Kitap eleştirisi: Laura van den Berg'in “Cennet Durumu”

dunyadan

Aktif Üye
CENNET DURUMUkaydeden Laura van den Berg


Yakın zamanda Manhattan'da bir portal açıldı. Aslında “bir portal” değil, maksimum Instagramlanabilirlik için tasarlanmış bir sanat enstalasyonu; New York City'yi Dublin'e bağlayan “The Portal” adlı canlı kamera yayını.

Mayıs ayında güneşli bir öğleden sonra, ben de dahil olmak üzere küçük bir kalabalık sergiye merakla baktı. Çoğu cep telefonlarını kaldırıp karşı taraftaki yabancılara el salladı, onlar da karşılık verdi. Başka bir dünyaya açılan bu pencerenin ürkütücülüğüne hayret etmeden duramadım. Ya orada bir suç ortaya çıkarsa? Yoksa bir hayalet mi?

Belki de Laura van den Berg'in alışılmışın dışında yüksek portal-sayfa oranına sahip rahatsız edici ve gerçeküstü yeni romanı Cennetin Durumu'nu okumuş olmamdan dolayı düşüncelerim bu yöndeydi. İsmi açıklanmayan anlatıcının, kendisi ve kocasının Kovid salgınından kısa bir süre önce yaşadığı Florida'daki memleketi yakınındaki bir parkta bir çukur açılıyor. Her biri MIND'S EYE adı verilen yeni bir teknoloji kullanıyor; bu teknoloji o kadar sürükleyici ki insanlar bazen onu takarken kayboluyor. Ve anlatıcının göbek deliği bir tür iç keseye dönüşüyor: İlk başta sadece bir tüp dudak kremi alacak kadar büyük, ama giderek yumruğunun tamamını yutacak kadar büyüyor.

Anlatıcı genç bir kadın olarak bir süre psikiyatri kliniğinde kalmış, bu onu meşgul eden biçimlendirici bir deneyimdir. Bugün o bir yetişkin ve başarılı bir romancının hayalet yazarı olarak çalışıyor. Eski “Hiçbir şey göründüğü gibi değildir” klişesine dayanarak ilkel gerilim romanları yazıyor. Bu ifade, çok farklı bir şekilde de olsa, “Cennet Hali” için de geçerlidir.
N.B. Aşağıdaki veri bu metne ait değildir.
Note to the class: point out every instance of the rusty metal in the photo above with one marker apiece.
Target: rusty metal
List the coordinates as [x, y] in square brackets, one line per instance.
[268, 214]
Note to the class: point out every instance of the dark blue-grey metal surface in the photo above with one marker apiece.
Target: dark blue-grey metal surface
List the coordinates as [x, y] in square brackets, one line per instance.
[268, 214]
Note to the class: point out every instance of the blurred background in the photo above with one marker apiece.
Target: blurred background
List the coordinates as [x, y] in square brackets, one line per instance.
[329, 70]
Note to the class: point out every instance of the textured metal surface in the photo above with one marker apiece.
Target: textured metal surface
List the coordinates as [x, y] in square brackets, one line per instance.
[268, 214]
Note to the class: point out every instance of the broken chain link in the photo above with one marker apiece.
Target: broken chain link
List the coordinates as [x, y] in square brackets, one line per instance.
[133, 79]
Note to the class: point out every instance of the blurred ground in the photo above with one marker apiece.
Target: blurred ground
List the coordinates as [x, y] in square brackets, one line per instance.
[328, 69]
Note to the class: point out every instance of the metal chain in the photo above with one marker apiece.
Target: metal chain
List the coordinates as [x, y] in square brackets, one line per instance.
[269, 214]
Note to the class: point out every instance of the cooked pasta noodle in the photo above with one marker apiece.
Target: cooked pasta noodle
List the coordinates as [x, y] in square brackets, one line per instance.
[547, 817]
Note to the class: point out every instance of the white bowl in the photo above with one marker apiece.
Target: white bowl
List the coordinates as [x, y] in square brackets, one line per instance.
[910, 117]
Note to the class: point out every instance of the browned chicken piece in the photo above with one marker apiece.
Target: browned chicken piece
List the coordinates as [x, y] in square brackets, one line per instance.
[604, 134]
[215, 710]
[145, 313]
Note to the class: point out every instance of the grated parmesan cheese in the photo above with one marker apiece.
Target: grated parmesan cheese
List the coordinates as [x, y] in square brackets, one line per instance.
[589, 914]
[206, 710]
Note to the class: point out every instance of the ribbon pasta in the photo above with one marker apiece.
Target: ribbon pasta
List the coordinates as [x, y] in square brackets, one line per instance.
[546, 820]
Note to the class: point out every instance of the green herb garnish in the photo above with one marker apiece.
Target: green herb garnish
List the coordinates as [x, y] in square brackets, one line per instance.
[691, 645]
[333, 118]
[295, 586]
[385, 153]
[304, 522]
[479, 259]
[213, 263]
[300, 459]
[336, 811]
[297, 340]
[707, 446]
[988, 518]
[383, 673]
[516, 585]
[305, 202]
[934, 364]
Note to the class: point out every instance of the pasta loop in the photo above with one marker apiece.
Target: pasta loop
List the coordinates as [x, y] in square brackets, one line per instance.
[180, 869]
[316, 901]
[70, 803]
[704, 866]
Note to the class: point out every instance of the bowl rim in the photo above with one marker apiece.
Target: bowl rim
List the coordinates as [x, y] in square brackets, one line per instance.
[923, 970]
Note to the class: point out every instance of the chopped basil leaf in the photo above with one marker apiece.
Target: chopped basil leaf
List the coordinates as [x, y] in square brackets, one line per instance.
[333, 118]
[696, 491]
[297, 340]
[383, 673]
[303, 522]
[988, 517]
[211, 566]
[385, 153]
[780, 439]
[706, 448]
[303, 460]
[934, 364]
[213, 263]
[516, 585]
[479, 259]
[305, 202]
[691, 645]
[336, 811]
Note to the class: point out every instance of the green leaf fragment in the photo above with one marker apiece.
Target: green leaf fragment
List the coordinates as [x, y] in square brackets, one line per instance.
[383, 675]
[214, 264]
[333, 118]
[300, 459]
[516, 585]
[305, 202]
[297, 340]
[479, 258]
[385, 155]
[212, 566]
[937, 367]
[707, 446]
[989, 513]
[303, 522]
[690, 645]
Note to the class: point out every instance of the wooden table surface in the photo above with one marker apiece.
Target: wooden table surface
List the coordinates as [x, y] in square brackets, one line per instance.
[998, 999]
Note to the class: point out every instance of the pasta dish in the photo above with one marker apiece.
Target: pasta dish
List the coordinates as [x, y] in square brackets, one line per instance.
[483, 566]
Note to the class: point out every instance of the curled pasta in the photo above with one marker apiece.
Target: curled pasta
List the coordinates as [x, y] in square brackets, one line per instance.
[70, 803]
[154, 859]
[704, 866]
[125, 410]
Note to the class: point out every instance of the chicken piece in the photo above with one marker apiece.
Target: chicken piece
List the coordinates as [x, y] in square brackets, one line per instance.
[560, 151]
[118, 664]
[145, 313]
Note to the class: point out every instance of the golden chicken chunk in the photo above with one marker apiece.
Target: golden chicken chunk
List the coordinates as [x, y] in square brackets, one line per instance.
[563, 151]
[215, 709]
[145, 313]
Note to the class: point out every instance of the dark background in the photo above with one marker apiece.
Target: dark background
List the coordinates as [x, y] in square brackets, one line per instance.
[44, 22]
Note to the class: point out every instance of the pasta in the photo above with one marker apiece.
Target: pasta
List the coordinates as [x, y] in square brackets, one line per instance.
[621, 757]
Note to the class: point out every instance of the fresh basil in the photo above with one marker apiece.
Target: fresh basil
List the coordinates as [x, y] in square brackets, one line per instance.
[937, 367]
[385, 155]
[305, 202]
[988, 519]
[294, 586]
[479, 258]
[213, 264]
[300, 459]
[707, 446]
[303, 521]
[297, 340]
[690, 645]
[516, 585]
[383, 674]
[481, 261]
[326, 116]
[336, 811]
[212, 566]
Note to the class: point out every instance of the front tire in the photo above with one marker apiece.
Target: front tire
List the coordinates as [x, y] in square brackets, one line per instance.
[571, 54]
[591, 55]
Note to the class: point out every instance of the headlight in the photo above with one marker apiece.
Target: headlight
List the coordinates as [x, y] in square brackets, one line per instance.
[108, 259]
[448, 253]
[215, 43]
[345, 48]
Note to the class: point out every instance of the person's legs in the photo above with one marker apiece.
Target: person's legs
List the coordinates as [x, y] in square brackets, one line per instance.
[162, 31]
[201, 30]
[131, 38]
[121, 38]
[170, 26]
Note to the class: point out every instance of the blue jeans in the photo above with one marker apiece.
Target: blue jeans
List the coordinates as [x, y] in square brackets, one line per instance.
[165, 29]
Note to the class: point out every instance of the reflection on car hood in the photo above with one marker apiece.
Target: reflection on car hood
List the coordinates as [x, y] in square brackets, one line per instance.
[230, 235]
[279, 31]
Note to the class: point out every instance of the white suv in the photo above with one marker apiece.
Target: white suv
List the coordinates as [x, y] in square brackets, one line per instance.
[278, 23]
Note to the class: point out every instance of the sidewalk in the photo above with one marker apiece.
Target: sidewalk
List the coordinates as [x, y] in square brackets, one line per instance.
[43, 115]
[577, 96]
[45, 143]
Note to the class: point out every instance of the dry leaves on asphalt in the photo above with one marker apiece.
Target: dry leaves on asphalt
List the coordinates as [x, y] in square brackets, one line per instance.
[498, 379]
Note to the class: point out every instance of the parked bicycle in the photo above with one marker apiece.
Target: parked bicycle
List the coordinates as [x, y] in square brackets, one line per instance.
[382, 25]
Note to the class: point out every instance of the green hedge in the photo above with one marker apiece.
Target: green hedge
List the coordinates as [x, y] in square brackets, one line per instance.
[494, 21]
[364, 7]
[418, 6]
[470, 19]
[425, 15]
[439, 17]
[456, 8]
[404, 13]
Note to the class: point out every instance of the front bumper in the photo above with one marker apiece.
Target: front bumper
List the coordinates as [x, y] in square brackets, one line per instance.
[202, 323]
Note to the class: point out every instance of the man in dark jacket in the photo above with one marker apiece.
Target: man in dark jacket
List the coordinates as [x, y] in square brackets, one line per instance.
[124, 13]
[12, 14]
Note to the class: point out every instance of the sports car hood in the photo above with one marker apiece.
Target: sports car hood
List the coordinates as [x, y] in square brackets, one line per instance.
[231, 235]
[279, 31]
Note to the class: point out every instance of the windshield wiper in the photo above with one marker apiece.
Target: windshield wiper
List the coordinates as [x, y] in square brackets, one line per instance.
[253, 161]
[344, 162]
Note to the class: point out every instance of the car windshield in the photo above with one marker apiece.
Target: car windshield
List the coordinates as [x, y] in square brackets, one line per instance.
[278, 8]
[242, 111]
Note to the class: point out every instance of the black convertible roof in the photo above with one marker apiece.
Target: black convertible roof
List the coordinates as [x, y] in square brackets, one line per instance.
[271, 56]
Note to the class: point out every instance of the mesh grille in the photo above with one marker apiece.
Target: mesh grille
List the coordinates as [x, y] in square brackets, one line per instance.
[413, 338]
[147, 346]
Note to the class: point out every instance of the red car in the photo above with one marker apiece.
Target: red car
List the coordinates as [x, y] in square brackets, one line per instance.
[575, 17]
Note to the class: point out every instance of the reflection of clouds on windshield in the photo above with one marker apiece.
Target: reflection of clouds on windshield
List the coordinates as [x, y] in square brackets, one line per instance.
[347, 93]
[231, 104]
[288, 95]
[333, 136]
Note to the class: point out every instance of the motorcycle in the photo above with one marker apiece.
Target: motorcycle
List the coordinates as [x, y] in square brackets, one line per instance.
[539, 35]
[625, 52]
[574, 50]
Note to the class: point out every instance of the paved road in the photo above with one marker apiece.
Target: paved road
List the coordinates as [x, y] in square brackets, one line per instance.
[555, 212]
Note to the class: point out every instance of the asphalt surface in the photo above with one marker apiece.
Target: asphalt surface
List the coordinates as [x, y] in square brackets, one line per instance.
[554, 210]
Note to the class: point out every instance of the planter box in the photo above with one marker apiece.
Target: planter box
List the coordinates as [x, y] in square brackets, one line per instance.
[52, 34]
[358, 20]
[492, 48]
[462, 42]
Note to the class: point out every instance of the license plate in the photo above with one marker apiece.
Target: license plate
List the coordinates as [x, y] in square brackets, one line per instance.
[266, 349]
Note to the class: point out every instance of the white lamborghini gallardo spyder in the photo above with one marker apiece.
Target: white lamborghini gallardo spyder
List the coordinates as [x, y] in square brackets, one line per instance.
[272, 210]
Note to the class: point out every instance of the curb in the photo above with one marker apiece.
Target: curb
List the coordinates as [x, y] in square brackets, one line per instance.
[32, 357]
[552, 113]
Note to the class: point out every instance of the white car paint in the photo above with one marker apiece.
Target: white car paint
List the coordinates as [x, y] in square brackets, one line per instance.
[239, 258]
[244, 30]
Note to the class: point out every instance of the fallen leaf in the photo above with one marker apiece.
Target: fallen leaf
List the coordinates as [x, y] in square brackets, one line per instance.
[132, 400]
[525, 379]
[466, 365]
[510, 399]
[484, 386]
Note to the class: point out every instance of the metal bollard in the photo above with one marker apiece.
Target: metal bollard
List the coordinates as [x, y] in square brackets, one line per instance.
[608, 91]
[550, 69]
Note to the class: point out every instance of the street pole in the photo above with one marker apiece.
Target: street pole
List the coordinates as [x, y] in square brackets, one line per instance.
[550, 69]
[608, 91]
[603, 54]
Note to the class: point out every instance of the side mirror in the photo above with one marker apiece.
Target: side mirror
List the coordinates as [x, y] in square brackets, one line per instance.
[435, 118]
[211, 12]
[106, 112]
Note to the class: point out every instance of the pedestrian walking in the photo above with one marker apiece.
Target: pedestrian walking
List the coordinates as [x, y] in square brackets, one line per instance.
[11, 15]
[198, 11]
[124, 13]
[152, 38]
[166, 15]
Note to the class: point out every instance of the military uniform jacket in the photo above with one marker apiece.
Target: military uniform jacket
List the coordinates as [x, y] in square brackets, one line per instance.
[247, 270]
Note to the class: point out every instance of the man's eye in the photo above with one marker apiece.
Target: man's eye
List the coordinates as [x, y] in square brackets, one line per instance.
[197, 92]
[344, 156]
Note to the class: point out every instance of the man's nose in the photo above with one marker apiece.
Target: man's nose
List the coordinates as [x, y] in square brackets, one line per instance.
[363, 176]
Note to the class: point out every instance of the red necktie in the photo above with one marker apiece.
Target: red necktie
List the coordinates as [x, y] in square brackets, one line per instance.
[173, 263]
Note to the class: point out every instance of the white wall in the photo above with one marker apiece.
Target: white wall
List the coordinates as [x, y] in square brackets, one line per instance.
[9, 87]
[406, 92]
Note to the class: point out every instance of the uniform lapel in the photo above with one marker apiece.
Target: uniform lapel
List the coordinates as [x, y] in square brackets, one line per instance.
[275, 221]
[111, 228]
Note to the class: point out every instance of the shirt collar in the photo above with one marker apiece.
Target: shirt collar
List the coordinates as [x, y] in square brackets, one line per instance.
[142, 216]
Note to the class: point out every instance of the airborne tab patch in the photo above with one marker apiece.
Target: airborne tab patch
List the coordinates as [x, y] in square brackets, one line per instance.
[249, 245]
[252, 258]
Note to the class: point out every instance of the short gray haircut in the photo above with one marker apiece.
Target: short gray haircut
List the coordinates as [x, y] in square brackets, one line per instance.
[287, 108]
Görünüşte hikaye, anlatıcının MIND'S EYE'ı kullanırken ortadan kaybolan kız kardeşini aramasıyla şekilleniyor. Ancak bu senaryoyu kitabın konusu olarak adlandırmak asıl noktayı kaçırmak olacaktır. Van den Berg anlatı tutarlılığı kavramını reddediyor ve bunun yerine okuyucuyu bir dizi rüya sahnesine sürüklüyor. Karamsar ve halüsinasyonlu roman şu soruyu soruyor: Gerçekliği karşıtından – her ne olursa olsun – nasıl ayırt ederiz?

Van den Berg bu soruyla meta düzeyde oynuyor. Romanda, çocukluğunda geçirdiği bir boğulma kazasının kişiliğini değiştirdiğini iddia eden bir seri katille ilgili bir tartışma gibi bazı bilgiler yer alıyor; bu da beni bunların gerçek olup olmadığını görmek için internette arama yapmaya sevk etti. (Baktığım şeylerin hepsi bunu yaptı.) Anlatıcı bir noktada “Anlatının beşiği parçalanıyor” diyor; bu absürt olay örgüsünün sonunda Alice Harikalar Diyarında tarzı bir rüya dünyasına düşeceğine dair bir uyarı, öyle değil mi? Bu romanı bir arada tutmaya çalışmayın.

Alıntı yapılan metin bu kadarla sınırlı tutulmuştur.